Recent theatrics by county mayors and Honolulu Prosecuting Attorney Steven Alm claiming the bill will “erode the criminal justice system” ignores the Hawaii Judiciary’s support at every committee hearing this session. Platitudes calling for more input also dismiss work already done by the 2018 Hawaii Criminal Pretrial Task Force. Stakeholders in the task force, including the Office of the Attorney General, the Judiciary, Department of Public Safety, and public defenders, prosecutors and police chiefs from every county, made key recommendations in the final report that support broad reform.
Rhetoric around the functional purpose of bail ignores tools already at our disposal to ensure defendants appear in court, including Act 277, passed in 2019, that allows for unsecured bail, where defendants only pay if they don’t show up for their hearing. This option has not yet been used by judges or prosecutors. Instead, in 91% of cases, judges’ pretrial decisions mirror arbitrary bail amounts set by police arrest warrants.
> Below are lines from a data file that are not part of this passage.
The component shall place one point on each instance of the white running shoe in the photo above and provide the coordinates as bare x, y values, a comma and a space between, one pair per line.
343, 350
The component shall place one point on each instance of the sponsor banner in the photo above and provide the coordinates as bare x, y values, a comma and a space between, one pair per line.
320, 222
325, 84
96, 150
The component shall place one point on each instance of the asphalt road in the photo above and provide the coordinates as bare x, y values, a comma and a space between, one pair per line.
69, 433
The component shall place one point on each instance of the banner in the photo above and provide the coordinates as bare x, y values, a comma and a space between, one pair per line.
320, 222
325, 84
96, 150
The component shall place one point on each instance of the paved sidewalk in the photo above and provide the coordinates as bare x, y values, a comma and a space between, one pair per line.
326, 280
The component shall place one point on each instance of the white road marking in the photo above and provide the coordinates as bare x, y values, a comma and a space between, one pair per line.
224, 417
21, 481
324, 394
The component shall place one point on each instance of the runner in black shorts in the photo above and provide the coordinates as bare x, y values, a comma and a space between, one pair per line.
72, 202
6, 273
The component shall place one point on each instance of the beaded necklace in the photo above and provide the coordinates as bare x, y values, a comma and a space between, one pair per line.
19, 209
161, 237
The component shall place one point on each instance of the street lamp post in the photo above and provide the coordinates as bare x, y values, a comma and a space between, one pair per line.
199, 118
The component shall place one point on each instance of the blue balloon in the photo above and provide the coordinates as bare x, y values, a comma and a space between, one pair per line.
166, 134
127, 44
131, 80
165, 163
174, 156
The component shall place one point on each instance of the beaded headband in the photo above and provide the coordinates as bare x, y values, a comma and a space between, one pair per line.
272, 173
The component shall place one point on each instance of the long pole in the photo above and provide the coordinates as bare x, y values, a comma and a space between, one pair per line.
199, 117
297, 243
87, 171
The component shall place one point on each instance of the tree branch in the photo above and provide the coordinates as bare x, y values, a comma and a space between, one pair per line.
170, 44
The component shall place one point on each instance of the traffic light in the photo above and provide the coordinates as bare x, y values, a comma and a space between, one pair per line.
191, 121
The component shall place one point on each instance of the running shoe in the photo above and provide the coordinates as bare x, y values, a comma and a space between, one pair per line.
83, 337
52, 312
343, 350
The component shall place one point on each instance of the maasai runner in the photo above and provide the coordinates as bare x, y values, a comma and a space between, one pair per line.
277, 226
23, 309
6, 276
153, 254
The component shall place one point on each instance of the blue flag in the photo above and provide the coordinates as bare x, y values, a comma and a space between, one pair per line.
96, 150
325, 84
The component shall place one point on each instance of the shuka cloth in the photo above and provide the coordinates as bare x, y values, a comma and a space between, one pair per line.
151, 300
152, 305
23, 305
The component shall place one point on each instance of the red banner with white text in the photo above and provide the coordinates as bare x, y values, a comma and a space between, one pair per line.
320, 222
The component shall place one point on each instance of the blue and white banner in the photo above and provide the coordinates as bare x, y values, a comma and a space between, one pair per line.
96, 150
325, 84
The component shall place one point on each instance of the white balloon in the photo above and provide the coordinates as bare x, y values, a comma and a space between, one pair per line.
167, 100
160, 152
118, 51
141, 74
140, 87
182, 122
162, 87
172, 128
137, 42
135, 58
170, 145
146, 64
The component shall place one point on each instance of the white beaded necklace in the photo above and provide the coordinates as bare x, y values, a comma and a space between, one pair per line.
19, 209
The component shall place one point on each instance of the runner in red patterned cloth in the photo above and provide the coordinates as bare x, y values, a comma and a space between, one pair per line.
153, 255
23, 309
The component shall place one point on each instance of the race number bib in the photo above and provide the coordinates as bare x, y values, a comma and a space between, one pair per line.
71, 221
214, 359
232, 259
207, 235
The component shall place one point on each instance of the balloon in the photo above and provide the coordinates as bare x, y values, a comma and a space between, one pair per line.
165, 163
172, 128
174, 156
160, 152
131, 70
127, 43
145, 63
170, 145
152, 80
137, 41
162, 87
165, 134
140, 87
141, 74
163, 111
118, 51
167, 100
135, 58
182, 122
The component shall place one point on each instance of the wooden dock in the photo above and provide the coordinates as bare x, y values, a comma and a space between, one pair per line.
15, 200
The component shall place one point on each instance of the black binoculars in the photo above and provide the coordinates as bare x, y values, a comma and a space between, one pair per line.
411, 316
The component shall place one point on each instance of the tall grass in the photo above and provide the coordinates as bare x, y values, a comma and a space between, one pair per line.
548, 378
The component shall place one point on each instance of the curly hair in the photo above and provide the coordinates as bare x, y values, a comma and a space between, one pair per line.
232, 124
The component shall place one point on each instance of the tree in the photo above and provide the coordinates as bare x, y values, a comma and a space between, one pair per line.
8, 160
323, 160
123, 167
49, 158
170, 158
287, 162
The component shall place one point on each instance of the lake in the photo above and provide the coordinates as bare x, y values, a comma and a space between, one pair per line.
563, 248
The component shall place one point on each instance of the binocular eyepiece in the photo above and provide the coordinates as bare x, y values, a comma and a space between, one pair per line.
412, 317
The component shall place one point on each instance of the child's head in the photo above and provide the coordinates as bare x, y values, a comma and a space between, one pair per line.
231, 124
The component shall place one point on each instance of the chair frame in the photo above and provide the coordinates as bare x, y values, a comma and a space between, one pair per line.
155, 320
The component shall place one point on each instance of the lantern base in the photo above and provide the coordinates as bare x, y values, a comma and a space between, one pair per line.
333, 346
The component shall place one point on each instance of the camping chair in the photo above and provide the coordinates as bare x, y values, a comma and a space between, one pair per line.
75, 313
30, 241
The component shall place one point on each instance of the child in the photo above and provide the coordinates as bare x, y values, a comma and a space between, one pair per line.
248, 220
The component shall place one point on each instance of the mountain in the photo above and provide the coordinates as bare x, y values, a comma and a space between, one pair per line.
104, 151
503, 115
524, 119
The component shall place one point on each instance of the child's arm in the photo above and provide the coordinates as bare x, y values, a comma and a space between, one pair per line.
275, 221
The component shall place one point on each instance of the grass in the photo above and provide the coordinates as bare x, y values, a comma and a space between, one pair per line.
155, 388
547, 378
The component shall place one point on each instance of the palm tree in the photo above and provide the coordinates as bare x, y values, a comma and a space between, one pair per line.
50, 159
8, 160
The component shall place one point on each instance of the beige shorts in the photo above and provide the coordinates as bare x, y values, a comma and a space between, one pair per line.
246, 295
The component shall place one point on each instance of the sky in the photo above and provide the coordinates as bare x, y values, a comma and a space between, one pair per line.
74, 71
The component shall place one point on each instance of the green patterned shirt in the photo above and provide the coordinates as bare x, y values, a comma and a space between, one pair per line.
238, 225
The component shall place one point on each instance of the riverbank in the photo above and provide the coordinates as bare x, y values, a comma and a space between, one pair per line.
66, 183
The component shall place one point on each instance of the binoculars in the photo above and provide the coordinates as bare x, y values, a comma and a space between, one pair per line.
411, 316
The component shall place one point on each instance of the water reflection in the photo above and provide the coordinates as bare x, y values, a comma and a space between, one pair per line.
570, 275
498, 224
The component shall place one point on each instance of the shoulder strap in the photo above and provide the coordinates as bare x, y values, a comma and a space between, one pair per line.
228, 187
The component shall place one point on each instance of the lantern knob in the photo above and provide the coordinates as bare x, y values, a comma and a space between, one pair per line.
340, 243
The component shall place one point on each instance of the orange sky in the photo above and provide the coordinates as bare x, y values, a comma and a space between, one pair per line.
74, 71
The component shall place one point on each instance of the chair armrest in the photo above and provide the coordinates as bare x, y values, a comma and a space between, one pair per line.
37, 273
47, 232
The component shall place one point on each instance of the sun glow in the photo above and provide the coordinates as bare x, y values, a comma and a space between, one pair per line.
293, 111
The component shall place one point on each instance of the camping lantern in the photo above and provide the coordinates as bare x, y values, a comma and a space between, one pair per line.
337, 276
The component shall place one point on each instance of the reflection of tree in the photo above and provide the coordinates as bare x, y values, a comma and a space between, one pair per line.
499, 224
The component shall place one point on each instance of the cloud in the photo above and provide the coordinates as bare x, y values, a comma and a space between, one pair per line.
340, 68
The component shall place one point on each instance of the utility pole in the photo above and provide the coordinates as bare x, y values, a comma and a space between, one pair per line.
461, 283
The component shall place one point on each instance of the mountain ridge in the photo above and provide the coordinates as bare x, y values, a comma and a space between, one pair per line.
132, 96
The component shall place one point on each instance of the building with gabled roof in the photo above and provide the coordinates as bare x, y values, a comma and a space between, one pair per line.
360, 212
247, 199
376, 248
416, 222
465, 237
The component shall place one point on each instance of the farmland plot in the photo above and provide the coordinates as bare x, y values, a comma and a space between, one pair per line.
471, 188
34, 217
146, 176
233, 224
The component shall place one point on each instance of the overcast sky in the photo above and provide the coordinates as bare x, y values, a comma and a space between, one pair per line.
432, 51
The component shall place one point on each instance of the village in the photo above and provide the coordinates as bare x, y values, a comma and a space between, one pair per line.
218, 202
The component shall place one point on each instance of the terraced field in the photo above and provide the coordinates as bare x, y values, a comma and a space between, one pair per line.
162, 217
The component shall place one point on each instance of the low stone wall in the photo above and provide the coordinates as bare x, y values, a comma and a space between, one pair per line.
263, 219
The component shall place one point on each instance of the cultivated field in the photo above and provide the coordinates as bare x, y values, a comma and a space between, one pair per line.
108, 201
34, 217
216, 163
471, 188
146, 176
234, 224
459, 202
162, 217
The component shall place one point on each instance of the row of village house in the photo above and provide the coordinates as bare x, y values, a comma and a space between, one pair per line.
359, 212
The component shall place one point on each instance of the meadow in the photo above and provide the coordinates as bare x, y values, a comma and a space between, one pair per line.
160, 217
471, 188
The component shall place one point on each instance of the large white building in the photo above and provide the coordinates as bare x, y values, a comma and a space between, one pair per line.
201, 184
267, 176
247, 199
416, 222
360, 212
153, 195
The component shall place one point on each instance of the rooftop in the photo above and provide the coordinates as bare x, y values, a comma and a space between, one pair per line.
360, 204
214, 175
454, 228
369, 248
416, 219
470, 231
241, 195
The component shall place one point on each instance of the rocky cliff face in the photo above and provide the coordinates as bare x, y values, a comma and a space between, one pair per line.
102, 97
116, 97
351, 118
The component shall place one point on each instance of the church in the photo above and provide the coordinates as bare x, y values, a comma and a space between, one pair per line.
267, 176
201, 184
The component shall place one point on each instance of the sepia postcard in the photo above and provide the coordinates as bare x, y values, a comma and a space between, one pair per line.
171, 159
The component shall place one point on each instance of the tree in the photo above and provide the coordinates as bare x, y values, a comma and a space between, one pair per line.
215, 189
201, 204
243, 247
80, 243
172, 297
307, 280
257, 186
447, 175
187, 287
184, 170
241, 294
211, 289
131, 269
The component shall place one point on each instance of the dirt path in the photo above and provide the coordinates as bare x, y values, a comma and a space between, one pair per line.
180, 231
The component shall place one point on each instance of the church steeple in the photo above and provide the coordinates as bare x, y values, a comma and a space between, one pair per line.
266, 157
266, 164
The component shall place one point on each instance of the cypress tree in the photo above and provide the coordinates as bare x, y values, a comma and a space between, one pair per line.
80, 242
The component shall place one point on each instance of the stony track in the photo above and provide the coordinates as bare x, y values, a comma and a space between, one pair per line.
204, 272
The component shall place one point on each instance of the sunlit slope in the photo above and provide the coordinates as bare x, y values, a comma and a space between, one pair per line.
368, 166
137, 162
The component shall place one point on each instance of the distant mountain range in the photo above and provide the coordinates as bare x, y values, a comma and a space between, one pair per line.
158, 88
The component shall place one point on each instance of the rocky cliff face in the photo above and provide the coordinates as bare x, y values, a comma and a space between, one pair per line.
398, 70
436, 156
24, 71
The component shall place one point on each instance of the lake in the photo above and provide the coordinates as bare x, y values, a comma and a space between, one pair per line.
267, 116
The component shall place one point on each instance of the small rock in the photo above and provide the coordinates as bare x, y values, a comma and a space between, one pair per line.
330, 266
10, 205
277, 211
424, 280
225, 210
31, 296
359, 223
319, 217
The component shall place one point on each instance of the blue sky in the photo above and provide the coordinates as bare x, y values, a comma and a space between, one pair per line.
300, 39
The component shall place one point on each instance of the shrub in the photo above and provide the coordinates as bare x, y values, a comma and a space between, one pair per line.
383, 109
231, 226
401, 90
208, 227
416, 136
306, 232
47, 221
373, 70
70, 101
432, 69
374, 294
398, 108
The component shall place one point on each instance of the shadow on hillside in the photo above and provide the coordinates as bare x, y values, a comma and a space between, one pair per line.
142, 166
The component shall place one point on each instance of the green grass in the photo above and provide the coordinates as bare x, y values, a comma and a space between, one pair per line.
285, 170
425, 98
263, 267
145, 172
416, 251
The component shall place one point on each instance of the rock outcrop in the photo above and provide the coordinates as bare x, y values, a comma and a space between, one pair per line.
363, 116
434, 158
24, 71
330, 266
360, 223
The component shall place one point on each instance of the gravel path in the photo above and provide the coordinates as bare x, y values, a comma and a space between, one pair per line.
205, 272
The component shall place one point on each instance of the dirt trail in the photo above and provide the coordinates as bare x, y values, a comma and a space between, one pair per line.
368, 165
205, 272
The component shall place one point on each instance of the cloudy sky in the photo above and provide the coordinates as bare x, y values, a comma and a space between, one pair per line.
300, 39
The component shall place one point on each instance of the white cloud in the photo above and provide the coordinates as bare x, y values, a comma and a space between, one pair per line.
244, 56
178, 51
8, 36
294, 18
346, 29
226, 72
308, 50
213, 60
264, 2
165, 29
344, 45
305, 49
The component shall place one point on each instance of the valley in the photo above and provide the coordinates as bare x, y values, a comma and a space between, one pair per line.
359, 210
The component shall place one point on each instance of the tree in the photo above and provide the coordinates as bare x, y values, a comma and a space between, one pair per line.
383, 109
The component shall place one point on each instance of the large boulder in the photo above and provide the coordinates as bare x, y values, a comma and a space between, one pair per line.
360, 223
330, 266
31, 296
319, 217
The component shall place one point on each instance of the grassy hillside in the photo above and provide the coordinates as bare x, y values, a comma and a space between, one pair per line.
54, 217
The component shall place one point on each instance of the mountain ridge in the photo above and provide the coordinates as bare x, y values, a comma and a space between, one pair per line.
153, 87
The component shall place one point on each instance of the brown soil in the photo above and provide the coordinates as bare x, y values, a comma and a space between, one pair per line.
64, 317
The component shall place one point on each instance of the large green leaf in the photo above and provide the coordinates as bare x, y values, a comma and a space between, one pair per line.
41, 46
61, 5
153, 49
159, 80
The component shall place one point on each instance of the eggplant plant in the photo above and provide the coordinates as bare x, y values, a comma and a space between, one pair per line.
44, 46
Not only does our current pretrial system unfairly punish people who can’t afford bail (releasing those with money on their own recognizance), it locks up legally innocent people in overcrowded jails before they can defend themselves in court. The harmful narrative that bail reform equates a “win for criminals” and a “get out of jail free card” undermines a very basic tenet of our judicial system, that people are “innocent until proven guilty.” It also whitewashes economic and racial disparities embedded in our cash bail system.
Holding people in pretrial detention disproportionately punishes Native Hawaiians and people of color, preventing them from caring for their families and holding onto jobs, further perpetuating cycles of poverty and historical trauma. Research also shows that bail has little to no relationship to a person’s guilt or increases in crime or recidivism. In fact, in some jurisdictions, meaningful bail reform resulted in tangible outcomes that actually enhanced public safety and reduced jail populations.
The recent bail coalition statement released by over 30 organization across the state illustrates broad support for pretrial cash bail reform. Community groups from various sectors agree there is an urgent need to eliminate wealth-based detention and combat bias and systemic racism in our criminal legal system.
The very elected officials with the power to make necessary changes to our unjust criminal legal system should not mislead the public. They should enact and enforce laws that advance reform grounded in research, not rhetoric. Regardless of Ige’s decision to veto HB 1567, the urgent need for these reforms cannot be swept under the rug.
Ryan Leong is interim executive director of the ACLU of Hawaiʻi; Kim Moa is the group’s communications director.